There are several limitations to this study. First, secondary data of this sort have inherent problem of relying on physicians or coders to correctly document diagnoses. It is likely that some diagnoses that may not seem salient to the hospitalization at hand are not recorded yet may have improved the estimates from these analyses had they been. While it would be preferable to have the ability to perform a quality-check on the diagnostic codes within the dataset it is not possible within this dataset. Second, the unit of analysis for the NIS is the hospitalization and not the individual and multiple hospitalizations by the same person could be present within the data. There is no way to estimate how often repeat admissions occur within the data. The results are still representative of hospitalizations occurring within this group and thus provide insight as to where efforts might be best spent for prevention of pneumonia. Finally, risk in this study is based on statistical methods of a limited number of after the fact diagnoses that may not accurately represent the risk that practitioners are able to estimate by clinical examination. It would have been ideal to have such information to include in this study but that was not possible with the data sources utilized for this study.

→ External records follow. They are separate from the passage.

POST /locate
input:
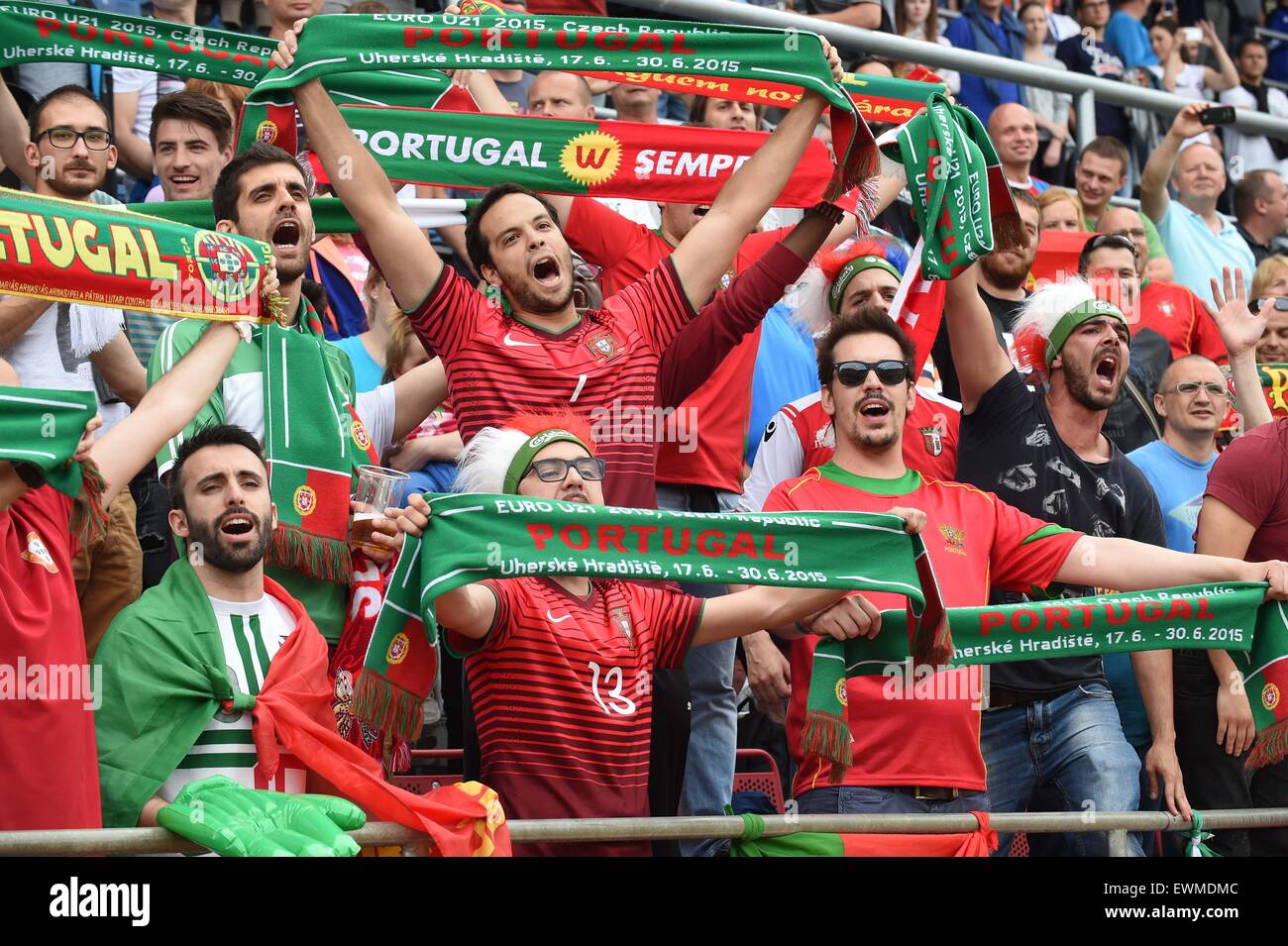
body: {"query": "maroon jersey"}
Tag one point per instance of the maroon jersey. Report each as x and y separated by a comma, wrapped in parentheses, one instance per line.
(562, 696)
(604, 367)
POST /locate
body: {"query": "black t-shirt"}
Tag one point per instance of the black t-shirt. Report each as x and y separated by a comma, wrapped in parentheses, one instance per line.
(1009, 446)
(1004, 312)
(1091, 58)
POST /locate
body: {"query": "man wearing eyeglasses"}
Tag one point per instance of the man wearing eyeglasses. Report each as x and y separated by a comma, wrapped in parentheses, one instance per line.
(73, 347)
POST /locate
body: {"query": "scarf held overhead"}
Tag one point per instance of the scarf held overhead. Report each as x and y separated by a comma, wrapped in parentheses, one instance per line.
(960, 197)
(163, 679)
(348, 44)
(71, 252)
(1223, 617)
(476, 537)
(601, 158)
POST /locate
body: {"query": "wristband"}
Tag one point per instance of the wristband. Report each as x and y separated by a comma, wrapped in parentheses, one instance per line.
(831, 211)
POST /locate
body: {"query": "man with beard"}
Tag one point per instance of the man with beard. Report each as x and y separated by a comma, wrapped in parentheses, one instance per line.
(561, 668)
(923, 755)
(75, 347)
(1004, 287)
(220, 506)
(1051, 732)
(263, 193)
(1198, 240)
(524, 345)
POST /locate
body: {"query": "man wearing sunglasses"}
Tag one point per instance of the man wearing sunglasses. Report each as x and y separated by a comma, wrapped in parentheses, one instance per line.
(922, 753)
(561, 670)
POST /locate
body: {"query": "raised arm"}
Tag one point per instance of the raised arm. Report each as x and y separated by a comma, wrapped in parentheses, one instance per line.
(1240, 331)
(704, 254)
(14, 138)
(980, 362)
(167, 405)
(1153, 180)
(403, 253)
(1131, 566)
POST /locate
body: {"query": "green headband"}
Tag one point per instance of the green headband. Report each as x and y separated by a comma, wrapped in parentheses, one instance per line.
(531, 448)
(1083, 312)
(851, 269)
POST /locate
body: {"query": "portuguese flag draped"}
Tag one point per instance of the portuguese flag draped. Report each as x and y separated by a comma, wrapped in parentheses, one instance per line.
(163, 679)
(71, 252)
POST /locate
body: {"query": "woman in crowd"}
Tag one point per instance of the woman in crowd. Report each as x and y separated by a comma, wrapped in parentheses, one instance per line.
(1052, 111)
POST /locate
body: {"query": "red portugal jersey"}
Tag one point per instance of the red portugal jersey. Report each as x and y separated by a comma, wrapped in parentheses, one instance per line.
(720, 409)
(563, 700)
(604, 367)
(909, 732)
(48, 753)
(802, 437)
(1177, 314)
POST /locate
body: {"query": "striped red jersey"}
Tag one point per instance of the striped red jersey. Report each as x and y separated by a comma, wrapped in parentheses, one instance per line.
(562, 695)
(604, 367)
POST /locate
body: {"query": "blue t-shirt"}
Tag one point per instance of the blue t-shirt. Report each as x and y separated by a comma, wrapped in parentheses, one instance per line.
(368, 373)
(1128, 38)
(1179, 484)
(786, 369)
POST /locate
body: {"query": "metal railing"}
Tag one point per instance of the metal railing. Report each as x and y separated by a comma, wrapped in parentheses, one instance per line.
(156, 841)
(1085, 89)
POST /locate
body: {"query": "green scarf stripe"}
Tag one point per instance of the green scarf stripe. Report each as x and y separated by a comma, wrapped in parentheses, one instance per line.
(329, 214)
(40, 430)
(1223, 617)
(961, 201)
(340, 44)
(475, 537)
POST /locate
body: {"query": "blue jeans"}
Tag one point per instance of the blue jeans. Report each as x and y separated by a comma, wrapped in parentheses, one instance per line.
(713, 726)
(1069, 752)
(855, 799)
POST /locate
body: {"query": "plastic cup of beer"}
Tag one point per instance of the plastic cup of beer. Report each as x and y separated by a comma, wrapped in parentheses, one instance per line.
(377, 489)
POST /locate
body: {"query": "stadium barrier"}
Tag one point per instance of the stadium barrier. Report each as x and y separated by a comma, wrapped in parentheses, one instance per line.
(1085, 89)
(155, 841)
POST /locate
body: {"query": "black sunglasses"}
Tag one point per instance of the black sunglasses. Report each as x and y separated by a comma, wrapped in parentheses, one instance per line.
(889, 372)
(554, 470)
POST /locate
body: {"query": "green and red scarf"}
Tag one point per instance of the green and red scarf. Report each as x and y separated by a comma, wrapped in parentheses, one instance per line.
(334, 46)
(40, 430)
(960, 196)
(163, 679)
(71, 252)
(313, 444)
(476, 537)
(601, 158)
(1219, 617)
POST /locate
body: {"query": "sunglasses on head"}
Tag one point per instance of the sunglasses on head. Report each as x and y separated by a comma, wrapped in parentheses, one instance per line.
(554, 470)
(889, 372)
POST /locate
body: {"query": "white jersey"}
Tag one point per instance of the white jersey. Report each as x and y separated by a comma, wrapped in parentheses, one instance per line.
(252, 633)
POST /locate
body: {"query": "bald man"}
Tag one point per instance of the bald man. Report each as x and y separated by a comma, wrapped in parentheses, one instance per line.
(1199, 241)
(1171, 310)
(1016, 136)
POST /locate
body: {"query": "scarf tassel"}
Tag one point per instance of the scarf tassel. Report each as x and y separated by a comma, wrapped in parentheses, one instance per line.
(387, 706)
(89, 517)
(827, 736)
(1271, 747)
(314, 556)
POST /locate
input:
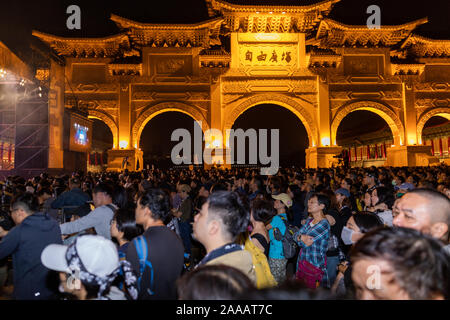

Many questions remain to be answered about pneumonia prevention after stroke. Foremost, it is not clear how well dysphagia treatments prevent pneumonia. In practice, multiple treatments and strategies are utilized in various combinations in attempt to decrease aspiration, and treatments are often tailored to the individual. One study evaluated the incidence of pneumonia in a population with stroke after implementation of a comprehensive dysphagia treatment program resulted in a 3 month incidence of pneumonia of 1.8%, considerably lower than the 8.1% prevalence found in this study.11
Two studies have shown that a formal dysphagia screening program reduces aspiration pneumonia, and one completely eliminated it, though the diagnostic criteria for aspiration pneumonia are not provided. 24, 26
It is also not clear, if it is presumed that dysphagia treatment is effective, which screening method is best. While the videofluoroscopic swallowing study is considered the best instrument for diagnosing dysphagia and determining the best treatment the examination protocol has not been standardized and thus effectiveness is likely to vary.27
It’s also not clear whether using such a method for dysphagia screening in all stroke survivors would be cost-effective.